Let $X$ be a Banach space with norm $\|\cdot\|$, and $\mathcal{B}(X)$ the space of bounded operators on $X$. If a sequence $(f_n)_n\subset \mathcal{B}(X)$ converges under the norm topology, $f_n \to f\in\mathcal{B}(X)$, then we also have pointwise-convergence: for all $x\in X$, $\|f_n(x)-f(x)\|\leq \|f_n-f\|_\text{OP}\cdot \|x\|\to 0$. So the sequence also converges under the strong operator topology. The same is true for nets.

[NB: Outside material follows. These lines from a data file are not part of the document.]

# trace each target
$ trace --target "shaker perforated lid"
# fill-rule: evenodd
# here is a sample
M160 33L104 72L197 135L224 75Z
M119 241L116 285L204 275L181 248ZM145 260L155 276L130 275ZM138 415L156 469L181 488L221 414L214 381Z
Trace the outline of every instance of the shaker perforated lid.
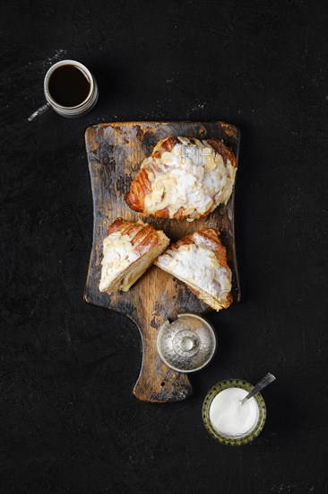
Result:
M173 322L167 321L159 331L157 349L171 369L194 372L204 367L216 350L211 325L203 317L182 313Z

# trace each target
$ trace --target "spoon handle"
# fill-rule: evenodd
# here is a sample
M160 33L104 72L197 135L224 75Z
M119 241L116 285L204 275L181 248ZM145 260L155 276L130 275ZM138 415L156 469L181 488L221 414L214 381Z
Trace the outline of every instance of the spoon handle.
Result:
M270 384L270 383L272 383L274 380L275 380L274 375L272 374L270 374L270 372L268 372L268 374L266 374L264 377L261 379L261 381L259 381L256 385L254 386L253 390L250 391L248 394L246 395L246 397L244 398L244 400L241 401L241 402L245 403L246 400L249 400L249 398L252 398L252 396L254 396L255 394L256 394L256 393L259 393L261 390L265 388L265 386Z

If I'm not mistaken, the S.O.T is a coarser (weaker) topology than the norm topology. However, wouldn't the above results imply every norm-closed sets in $\mathcal{B}(X)$ is also S.O.T-closed? Wouldn't that then imply the S.O.T is finer than (at least as fine as) the norm topology? Can anyone tell me what I got wrong?
Best Answer
'wouldn't the above results imply every norm-closed sets in $\mathcal{B}(X)$ is also S.O.T-closed?'. No, it works the other way. If $M$ is S.O.T. closed, $(f_n) \in M$ and $f_n \to f$ in operator norm, then $f_n \to f$ S.O.T which implies $f \in M$. So S.O.T. closed implies norm closed.